特殊部隊作戦基地を訪れた金正恩総書記(朝鮮中央通信から)

 ウクライナ停戦が一向に進まない。むしろ戦闘が激化している。

 一時は、ウクライナ軍に占領されていたクルスク州をロシア軍がほぼ奪還するなど猛攻勢を強めていたことから米国が仲裁する停戦交渉もロシア有利に働くとみられていたが、ウクライナ軍は3月にロシア西部のベルゴロド州に進軍し、部隊が進駐しているようだ。

 このことはゼレンスキー大統領が一昨日(7日)、「我々は敵領の国境地帯で作戦行動を続けている」と発言したことで初めて公となった。

 ベルゴロド州に展開しているのは第225突撃連隊などでウクライナ国境から約2キロ離れたデミドフカやプリレシエ村でロシア軍との間で戦闘が続けられていると伝えられている。

 このゼレンスキー大統領の発言でショイグ前国防相の3月21日の電撃訪朝の謎が解けた。北朝鮮に追加派兵を要請したのではないだろうか?

 その根拠は昨年9月にショイグ前国防相が訪朝した直後に北朝鮮が約1万1千人の特殊部隊をロシアに派遣したからである。

 ウクライナ戦争は2022年2月から始まったが、北朝鮮は2023年までは兵器を送っても兵士は送らなかった。それが、一転兵士派遣に踏み切ったのはショイグ前国防相が2024年9月14日にプーチン大統領の特使として訪朝し、金正恩(キム・ジョンウン)総書記に派兵を直接要請したからである。

 プーチン大統領がショイグ前国防相を平壌に派遣したのは明らかにこの年の8月6日にウクライナ軍に自国領のクルスクに攻め込まれ、苦戦を強いられていたからであろう。
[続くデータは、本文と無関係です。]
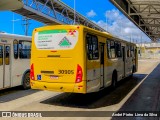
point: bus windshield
(56, 39)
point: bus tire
(114, 80)
(26, 81)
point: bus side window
(24, 49)
(118, 49)
(15, 47)
(128, 51)
(1, 55)
(89, 47)
(108, 49)
(92, 47)
(7, 54)
(95, 47)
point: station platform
(145, 99)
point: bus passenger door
(124, 60)
(102, 65)
(1, 66)
(7, 79)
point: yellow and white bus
(71, 58)
(15, 53)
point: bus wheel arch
(26, 80)
(114, 79)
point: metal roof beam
(136, 11)
(50, 12)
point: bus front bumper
(58, 87)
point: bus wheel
(114, 80)
(26, 81)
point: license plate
(53, 77)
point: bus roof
(7, 35)
(105, 34)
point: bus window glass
(24, 49)
(1, 55)
(7, 54)
(112, 49)
(15, 47)
(89, 47)
(95, 47)
(118, 50)
(92, 47)
(108, 49)
(128, 51)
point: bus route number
(66, 72)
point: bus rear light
(32, 72)
(79, 74)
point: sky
(102, 12)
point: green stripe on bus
(52, 31)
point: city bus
(78, 59)
(15, 53)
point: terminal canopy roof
(143, 13)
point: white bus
(14, 60)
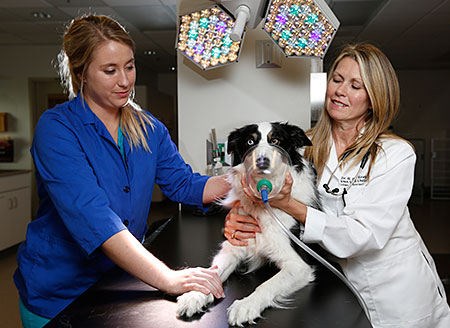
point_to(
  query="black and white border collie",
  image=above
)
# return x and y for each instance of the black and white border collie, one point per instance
(272, 244)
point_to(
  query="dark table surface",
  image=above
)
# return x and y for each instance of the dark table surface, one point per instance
(120, 300)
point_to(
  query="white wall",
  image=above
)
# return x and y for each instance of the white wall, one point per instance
(228, 97)
(425, 110)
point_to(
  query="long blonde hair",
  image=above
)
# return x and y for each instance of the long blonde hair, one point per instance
(82, 37)
(383, 89)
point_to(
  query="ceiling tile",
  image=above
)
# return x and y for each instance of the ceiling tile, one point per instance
(148, 17)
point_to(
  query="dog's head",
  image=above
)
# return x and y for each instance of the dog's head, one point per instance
(286, 136)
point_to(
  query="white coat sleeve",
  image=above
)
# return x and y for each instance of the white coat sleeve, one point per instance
(369, 219)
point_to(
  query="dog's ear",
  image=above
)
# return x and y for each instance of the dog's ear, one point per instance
(298, 136)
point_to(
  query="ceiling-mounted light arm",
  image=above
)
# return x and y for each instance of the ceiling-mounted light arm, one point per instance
(246, 12)
(242, 15)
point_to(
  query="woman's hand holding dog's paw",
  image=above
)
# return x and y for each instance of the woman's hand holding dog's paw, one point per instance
(193, 302)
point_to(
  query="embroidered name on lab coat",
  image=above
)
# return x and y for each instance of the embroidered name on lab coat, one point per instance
(359, 180)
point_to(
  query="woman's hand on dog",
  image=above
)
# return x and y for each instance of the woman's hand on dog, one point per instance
(283, 201)
(239, 227)
(194, 279)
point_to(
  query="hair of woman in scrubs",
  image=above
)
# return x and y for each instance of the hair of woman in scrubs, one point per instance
(82, 37)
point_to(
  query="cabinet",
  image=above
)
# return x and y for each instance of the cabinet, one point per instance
(15, 207)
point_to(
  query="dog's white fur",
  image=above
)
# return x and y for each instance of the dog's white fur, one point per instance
(271, 244)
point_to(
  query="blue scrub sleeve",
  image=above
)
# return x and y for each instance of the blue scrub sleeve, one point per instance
(175, 177)
(72, 185)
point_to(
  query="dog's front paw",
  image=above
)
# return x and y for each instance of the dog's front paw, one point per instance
(243, 311)
(193, 302)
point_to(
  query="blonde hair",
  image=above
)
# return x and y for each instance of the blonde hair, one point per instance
(383, 89)
(82, 37)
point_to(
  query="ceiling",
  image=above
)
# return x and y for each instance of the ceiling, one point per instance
(415, 34)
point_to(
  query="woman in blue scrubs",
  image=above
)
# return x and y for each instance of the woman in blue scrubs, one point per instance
(97, 158)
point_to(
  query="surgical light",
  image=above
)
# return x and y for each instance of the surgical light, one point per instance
(301, 28)
(204, 38)
(213, 37)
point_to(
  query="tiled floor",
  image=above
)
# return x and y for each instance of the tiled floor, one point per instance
(432, 220)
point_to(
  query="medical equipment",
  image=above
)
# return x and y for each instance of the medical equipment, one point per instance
(266, 168)
(335, 191)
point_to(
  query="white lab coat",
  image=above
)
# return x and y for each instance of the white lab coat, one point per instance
(379, 249)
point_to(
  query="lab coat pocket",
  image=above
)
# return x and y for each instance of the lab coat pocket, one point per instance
(403, 287)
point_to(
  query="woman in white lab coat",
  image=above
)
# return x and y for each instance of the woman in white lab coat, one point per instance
(365, 178)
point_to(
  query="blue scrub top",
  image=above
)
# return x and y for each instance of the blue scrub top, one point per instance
(88, 192)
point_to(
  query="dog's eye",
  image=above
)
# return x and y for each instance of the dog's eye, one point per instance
(275, 141)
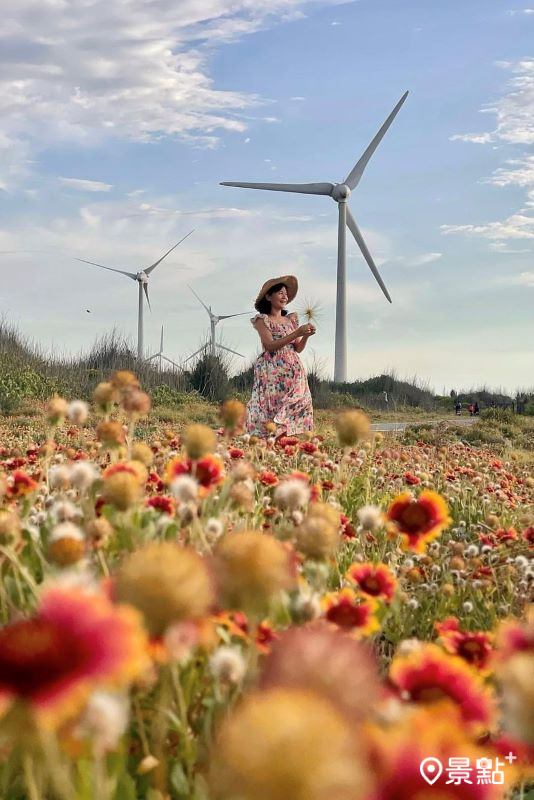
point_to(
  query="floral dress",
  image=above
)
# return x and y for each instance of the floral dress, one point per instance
(280, 392)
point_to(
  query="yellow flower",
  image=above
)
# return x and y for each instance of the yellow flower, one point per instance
(56, 409)
(232, 415)
(352, 427)
(318, 535)
(286, 744)
(10, 526)
(143, 453)
(251, 568)
(122, 490)
(111, 434)
(167, 583)
(199, 440)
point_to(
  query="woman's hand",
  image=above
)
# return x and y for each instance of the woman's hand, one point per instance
(306, 330)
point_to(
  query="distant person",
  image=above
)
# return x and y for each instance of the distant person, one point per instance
(280, 392)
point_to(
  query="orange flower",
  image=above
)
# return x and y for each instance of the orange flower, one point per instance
(376, 580)
(208, 471)
(351, 613)
(20, 484)
(75, 643)
(475, 647)
(427, 675)
(418, 520)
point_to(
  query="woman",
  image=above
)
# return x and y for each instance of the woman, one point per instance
(280, 393)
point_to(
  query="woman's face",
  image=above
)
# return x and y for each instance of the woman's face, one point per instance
(278, 299)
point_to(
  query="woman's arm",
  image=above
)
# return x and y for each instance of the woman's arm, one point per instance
(272, 345)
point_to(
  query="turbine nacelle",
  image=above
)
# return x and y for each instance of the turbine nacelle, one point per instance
(340, 192)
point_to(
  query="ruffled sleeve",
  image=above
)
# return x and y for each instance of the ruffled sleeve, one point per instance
(264, 317)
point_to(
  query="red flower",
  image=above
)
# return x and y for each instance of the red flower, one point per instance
(75, 643)
(162, 503)
(376, 580)
(268, 478)
(21, 484)
(418, 520)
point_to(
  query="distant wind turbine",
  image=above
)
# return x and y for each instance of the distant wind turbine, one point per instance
(160, 355)
(340, 192)
(142, 278)
(214, 320)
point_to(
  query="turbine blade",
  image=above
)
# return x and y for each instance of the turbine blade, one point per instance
(148, 270)
(200, 349)
(302, 188)
(199, 300)
(145, 287)
(230, 351)
(353, 228)
(111, 269)
(353, 178)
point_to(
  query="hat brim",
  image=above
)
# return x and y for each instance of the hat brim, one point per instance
(289, 281)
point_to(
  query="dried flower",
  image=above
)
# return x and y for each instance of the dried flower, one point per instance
(285, 744)
(352, 427)
(167, 583)
(251, 568)
(199, 440)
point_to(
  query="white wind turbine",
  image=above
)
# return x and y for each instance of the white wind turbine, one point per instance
(214, 320)
(142, 278)
(340, 192)
(160, 355)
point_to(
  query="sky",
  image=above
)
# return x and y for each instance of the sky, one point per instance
(121, 117)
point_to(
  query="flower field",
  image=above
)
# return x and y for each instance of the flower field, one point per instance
(200, 614)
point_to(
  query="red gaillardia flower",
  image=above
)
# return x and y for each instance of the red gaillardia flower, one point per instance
(75, 643)
(21, 484)
(418, 520)
(475, 647)
(428, 675)
(375, 580)
(351, 612)
(208, 471)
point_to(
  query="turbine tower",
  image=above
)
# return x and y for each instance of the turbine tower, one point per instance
(214, 320)
(142, 278)
(160, 355)
(340, 192)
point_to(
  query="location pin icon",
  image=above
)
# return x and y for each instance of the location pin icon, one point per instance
(431, 769)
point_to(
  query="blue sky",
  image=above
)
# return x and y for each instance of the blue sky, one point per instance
(119, 119)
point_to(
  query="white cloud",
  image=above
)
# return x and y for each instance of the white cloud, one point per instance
(92, 70)
(83, 185)
(514, 111)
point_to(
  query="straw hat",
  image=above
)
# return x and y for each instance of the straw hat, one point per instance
(289, 281)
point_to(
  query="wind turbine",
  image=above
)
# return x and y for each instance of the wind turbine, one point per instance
(214, 320)
(160, 355)
(142, 278)
(339, 192)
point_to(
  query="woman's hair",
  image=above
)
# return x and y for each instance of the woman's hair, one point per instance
(264, 306)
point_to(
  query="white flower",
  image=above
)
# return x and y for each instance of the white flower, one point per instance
(83, 474)
(104, 719)
(292, 494)
(65, 511)
(214, 529)
(184, 488)
(59, 476)
(370, 517)
(66, 530)
(78, 411)
(228, 665)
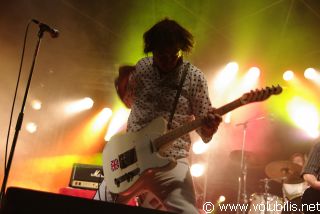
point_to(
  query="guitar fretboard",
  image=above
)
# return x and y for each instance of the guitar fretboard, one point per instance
(186, 128)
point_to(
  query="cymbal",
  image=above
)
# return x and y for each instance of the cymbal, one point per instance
(250, 158)
(284, 171)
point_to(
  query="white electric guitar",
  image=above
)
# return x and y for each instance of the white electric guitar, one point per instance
(129, 157)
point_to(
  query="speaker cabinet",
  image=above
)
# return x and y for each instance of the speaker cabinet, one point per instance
(21, 201)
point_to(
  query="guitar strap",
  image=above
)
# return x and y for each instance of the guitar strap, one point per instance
(183, 77)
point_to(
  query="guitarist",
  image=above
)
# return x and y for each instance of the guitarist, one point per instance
(310, 173)
(149, 88)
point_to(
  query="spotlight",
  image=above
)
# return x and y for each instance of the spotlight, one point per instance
(80, 105)
(36, 104)
(311, 73)
(31, 127)
(197, 170)
(288, 75)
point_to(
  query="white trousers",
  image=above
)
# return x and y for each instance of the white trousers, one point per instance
(174, 188)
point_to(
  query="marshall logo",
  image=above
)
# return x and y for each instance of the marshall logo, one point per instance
(97, 174)
(86, 176)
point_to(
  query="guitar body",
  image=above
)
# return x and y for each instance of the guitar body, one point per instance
(130, 159)
(311, 197)
(141, 152)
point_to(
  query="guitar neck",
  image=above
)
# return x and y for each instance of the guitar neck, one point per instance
(186, 128)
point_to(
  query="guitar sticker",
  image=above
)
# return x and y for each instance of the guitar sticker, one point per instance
(114, 164)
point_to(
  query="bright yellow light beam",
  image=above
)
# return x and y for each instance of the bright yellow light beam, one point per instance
(304, 115)
(80, 105)
(117, 122)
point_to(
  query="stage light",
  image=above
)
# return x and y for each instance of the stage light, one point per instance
(36, 104)
(102, 118)
(199, 147)
(226, 76)
(31, 127)
(197, 170)
(119, 119)
(80, 105)
(250, 79)
(312, 74)
(221, 199)
(227, 118)
(305, 116)
(288, 75)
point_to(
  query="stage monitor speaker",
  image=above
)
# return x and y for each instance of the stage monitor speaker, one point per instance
(21, 201)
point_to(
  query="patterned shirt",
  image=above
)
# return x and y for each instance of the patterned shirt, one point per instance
(153, 94)
(313, 164)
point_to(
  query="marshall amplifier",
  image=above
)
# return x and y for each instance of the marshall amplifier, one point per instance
(86, 176)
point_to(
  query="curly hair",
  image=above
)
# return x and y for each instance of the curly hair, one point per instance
(167, 33)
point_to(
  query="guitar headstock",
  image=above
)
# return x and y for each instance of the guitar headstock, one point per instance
(260, 94)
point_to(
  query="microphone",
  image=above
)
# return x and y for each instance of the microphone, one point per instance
(53, 32)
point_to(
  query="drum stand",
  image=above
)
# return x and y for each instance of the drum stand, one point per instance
(266, 192)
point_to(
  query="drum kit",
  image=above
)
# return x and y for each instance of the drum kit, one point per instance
(283, 172)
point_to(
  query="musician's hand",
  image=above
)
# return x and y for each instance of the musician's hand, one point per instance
(312, 181)
(211, 124)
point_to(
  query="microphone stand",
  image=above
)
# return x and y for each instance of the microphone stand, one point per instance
(19, 121)
(242, 186)
(243, 167)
 ショイグ氏の平壌訪問から18日目の10月2日に金総書記は西部地区に駐屯する特殊作戦部隊の訓練基地を視察し、部隊の訓練を見て回った。

 この訓練基地には「ショイグ訪朝」前の9月11日にも訪れていたので1か月も経たない間に2度も特殊部隊の基地を訪れたことになり、極めて異例のことであった。

 この時、金総書記は部隊の最終チェックを行い、かつ出兵兵士の歓送会を行ったものとみられる。「朝鮮中央通信」の報道によると、戦闘員らは「金総書記が望む国権守護、国益死守の先兵との自覚を持っていかなる任務が与えられても徹底的に完璧に成し遂げる猛将として準備していく」ことを誓っていた

 金総書記は今回も「ショイグ訪朝」から14日目の4月2日に人民軍特殊作戦部隊の訓練基地を訪れ、総合訓練を参観していた。

 北朝鮮の発表では「現代戦の発展様相と変化推移に即して特殊作戦武力の強化のための朝鮮式の新しい戦法と方法論を絶えず探究、適用し、実用的な実戦訓練の過程を通じて熟お達させて全ての戦闘員をいかなる戦闘状況の下でも課された特殊作戦任務を立派に、巧みに遂行できるようによりしっかり準備させることに目的を置いて行われた」とのことだ。

 狙撃兵小銃射撃訓練など訓練風景の写真が61枚配信されていたが、その中の一枚に叢で覆われた兵士の一人が双眼鏡を、もう一人が狙撃銃を上空に向けている写真が含まれていた。無人機、ドローンを撃墜する訓練であることは自明だ。

北朝鮮特殊部隊兵士がドローン撃墜訓練(朝鮮中央通信から)

 前例に従えば、北朝鮮はロシアに追加派兵し、ロシア西部のルゴロド州に進駐しているウクライナ部隊を駆逐し、ロシアの完全勝利の日まで留まるこになるであろう。対露派兵が「露朝包括的戦略パートナーシップ」の「一方が武力侵攻を受けて戦争状態になった場合軍事援助を行う」ことを明記した「第4条」に基づいているだけでなく、金総書記が「平壌はモスクワと共にいる」と、何度もプーチン大統領にエールを送り、昨年11月に訪露した崔善姫(チェ・ソンヒ)外相はラブロフ外相との会談の席で「ロシアが勝利する日までロシアを支援する」ことを公言しているからだ。

 金総書記が5月9日のロシアの対独戦勝80周年記念式典に招待され、軍事パレードで人民軍の行進が予定されているならば、なおさらのことである。